Ne vous fiez pas à ce pitch extrêmement lyrique et romantique, L’amour au temps de la guerre civile est très loin du conte de fée ou de l’exercice de style cinématographique. En effet, c’est même tout le contraire : un film dur, direct, cru et qui présente une certaine réalité très pessimiste du monde actuel.
Rodrigue Jean (prix du meilleur long métrage canadien en 2008 au TIFF pour Lost Song) affectionne l’aspect documentaire et c’est perceptible tout au long de son dernier long métrage. Déjà Hommes à louer (2005-2007) était une prémisse de ce travail de fiction désormais abouti (où se situe le réel, la vérité, la fiction ?). Pour ce nouveau long métrage, le réalisateur a travaillé sous forme d’ateliers d’écriture dans le cadre d’un projet appelé Épopée-travailleurs du sexe. Le produit final est un ensemble abouti autour d’un personnage principal (Alexandre Landry) qui n’est jamais magnifié, jugé ou sauvé…

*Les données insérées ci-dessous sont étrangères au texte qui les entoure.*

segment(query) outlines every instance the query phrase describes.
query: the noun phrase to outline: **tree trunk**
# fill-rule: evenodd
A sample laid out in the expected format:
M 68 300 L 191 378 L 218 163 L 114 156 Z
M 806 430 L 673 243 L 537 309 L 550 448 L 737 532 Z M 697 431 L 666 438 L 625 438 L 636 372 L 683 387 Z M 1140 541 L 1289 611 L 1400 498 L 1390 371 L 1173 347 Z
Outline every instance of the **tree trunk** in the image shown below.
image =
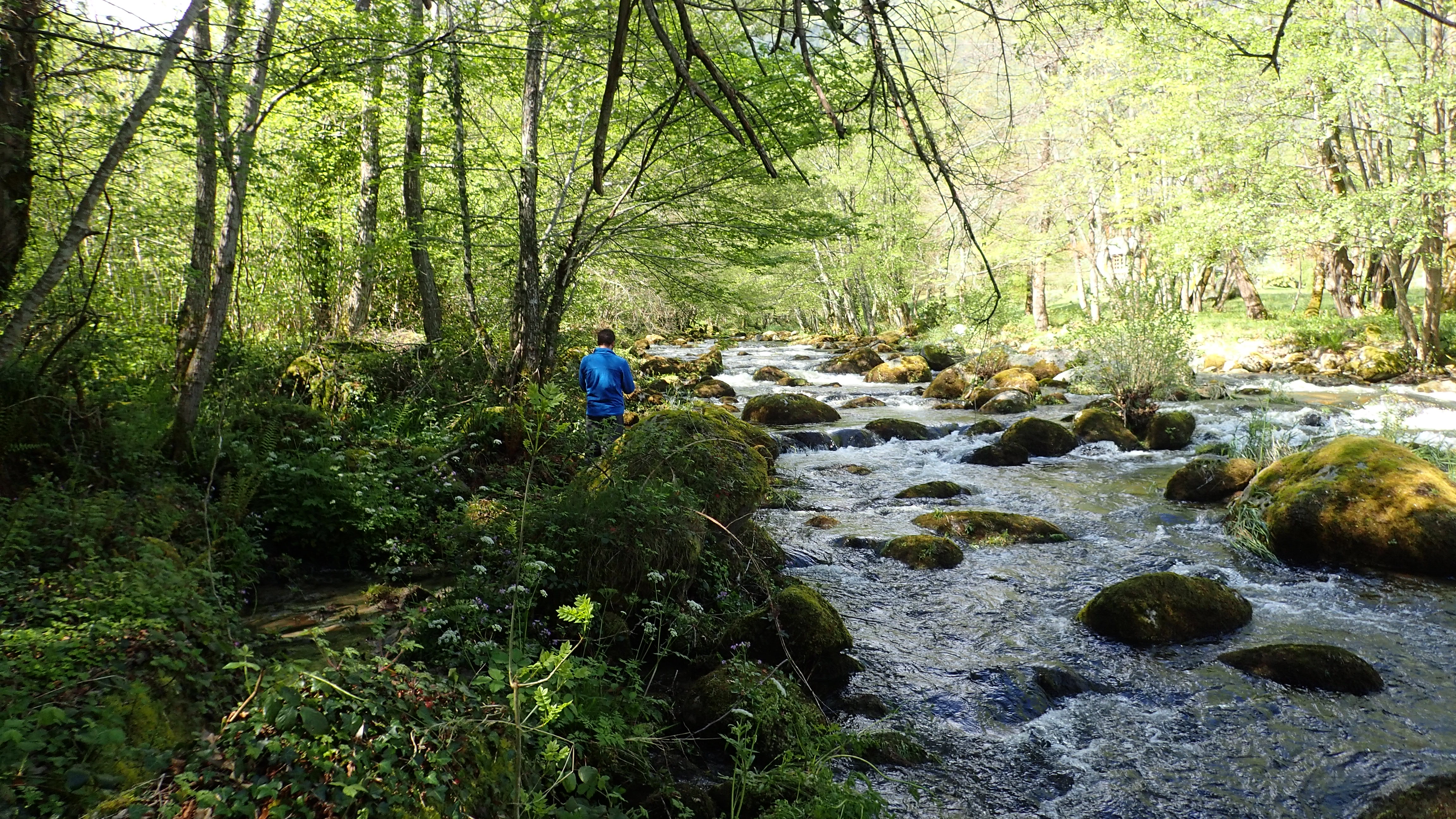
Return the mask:
M 358 0 L 354 9 L 368 15 L 368 0 Z M 374 41 L 370 41 L 371 44 Z M 370 306 L 374 302 L 374 277 L 377 274 L 379 238 L 379 99 L 384 93 L 384 61 L 379 57 L 379 45 L 370 45 L 373 58 L 364 70 L 363 105 L 360 111 L 360 200 L 355 207 L 358 268 L 349 286 L 348 334 L 357 335 L 368 326 Z
M 106 189 L 111 175 L 116 171 L 121 157 L 131 146 L 132 137 L 137 136 L 141 118 L 147 115 L 151 103 L 162 93 L 162 83 L 166 80 L 167 71 L 172 70 L 172 63 L 176 61 L 178 50 L 182 48 L 182 39 L 186 36 L 188 29 L 192 28 L 192 20 L 197 19 L 204 3 L 207 0 L 191 0 L 182 19 L 178 20 L 176 29 L 172 31 L 172 36 L 163 41 L 162 52 L 157 54 L 157 63 L 151 67 L 151 76 L 147 77 L 146 87 L 137 96 L 135 102 L 131 103 L 131 111 L 121 121 L 111 147 L 106 149 L 106 156 L 102 157 L 100 166 L 92 175 L 86 192 L 76 203 L 76 210 L 71 213 L 71 223 L 66 229 L 66 235 L 61 236 L 60 243 L 57 243 L 51 264 L 45 267 L 45 273 L 31 287 L 31 291 L 25 294 L 25 299 L 20 300 L 15 313 L 10 315 L 10 322 L 6 325 L 4 334 L 0 334 L 0 366 L 10 363 L 20 351 L 25 335 L 31 329 L 31 322 L 35 321 L 35 313 L 41 309 L 41 305 L 55 284 L 60 283 L 61 277 L 66 275 L 66 270 L 70 267 L 71 258 L 76 256 L 82 240 L 92 235 L 90 220 L 96 211 L 96 203 L 100 201 L 102 191 Z
M 1051 319 L 1047 316 L 1045 256 L 1037 259 L 1031 265 L 1031 318 L 1034 322 L 1037 322 L 1037 329 L 1047 329 L 1051 326 Z
M 181 379 L 197 348 L 197 334 L 202 329 L 207 290 L 213 275 L 213 246 L 217 240 L 217 80 L 213 76 L 213 31 L 208 7 L 197 15 L 192 35 L 194 89 L 197 95 L 192 121 L 197 128 L 197 171 L 192 197 L 192 256 L 186 270 L 186 293 L 178 307 L 176 356 L 172 364 Z
M 533 0 L 526 35 L 526 74 L 521 80 L 521 168 L 515 185 L 517 262 L 511 305 L 511 358 L 502 383 L 523 375 L 536 377 L 542 321 L 540 243 L 536 235 L 537 131 L 542 112 L 542 63 L 546 61 L 546 20 Z
M 31 239 L 35 47 L 50 9 L 42 0 L 0 3 L 0 299 L 10 290 Z
M 425 3 L 409 3 L 411 41 L 422 42 L 425 35 Z M 444 315 L 440 309 L 440 291 L 435 289 L 435 267 L 430 262 L 430 248 L 425 246 L 425 192 L 419 181 L 424 162 L 425 138 L 425 55 L 415 51 L 409 55 L 405 70 L 405 169 L 403 200 L 405 226 L 409 229 L 409 261 L 415 267 L 415 283 L 419 287 L 419 318 L 425 325 L 425 338 L 435 344 L 444 338 Z
M 170 446 L 175 461 L 186 458 L 192 450 L 192 428 L 197 426 L 197 417 L 202 408 L 202 393 L 213 375 L 213 364 L 217 361 L 217 345 L 223 340 L 227 307 L 233 300 L 233 273 L 237 270 L 237 245 L 243 233 L 248 176 L 253 163 L 253 143 L 258 138 L 258 128 L 262 125 L 264 86 L 268 85 L 268 63 L 272 58 L 272 39 L 278 29 L 280 13 L 282 13 L 282 0 L 268 0 L 268 16 L 264 19 L 262 31 L 258 32 L 258 45 L 252 55 L 253 71 L 248 80 L 242 124 L 233 138 L 232 185 L 227 192 L 227 210 L 223 214 L 223 242 L 218 246 L 217 259 L 213 262 L 213 293 L 202 319 L 197 350 L 192 353 L 192 360 L 188 361 L 186 376 L 182 380 L 176 417 L 172 421 Z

Le résultat est donc un docu-fiction tant la caméra de Rodrigue Jean suit son personnage principal sans aucun soucis d’intrigue, de narration et donc de rythme. C’est une réalité qu’il est difficile à accepter dans les premières minutes. Passé ce constat de départ d’une forme « atypique », l’œuvre devient fascinante avec des images qui ne s’interdisent rien présentant un « État du monde » prêt à en retourner quelques-uns.
Il convient de saluer le courage des comédiens complètement au service de cette recherche documentaire…des confirmés Eric Robidoux et Alexandre Landry en passant par le nouveau venu Jean-Simon Leduc (excellente révélation et qui nous ont accordé une entrevue)
Ce n’est ni un film LGBT, ni une réflexion sur la prostitution masculine; c’est bien plus que ça !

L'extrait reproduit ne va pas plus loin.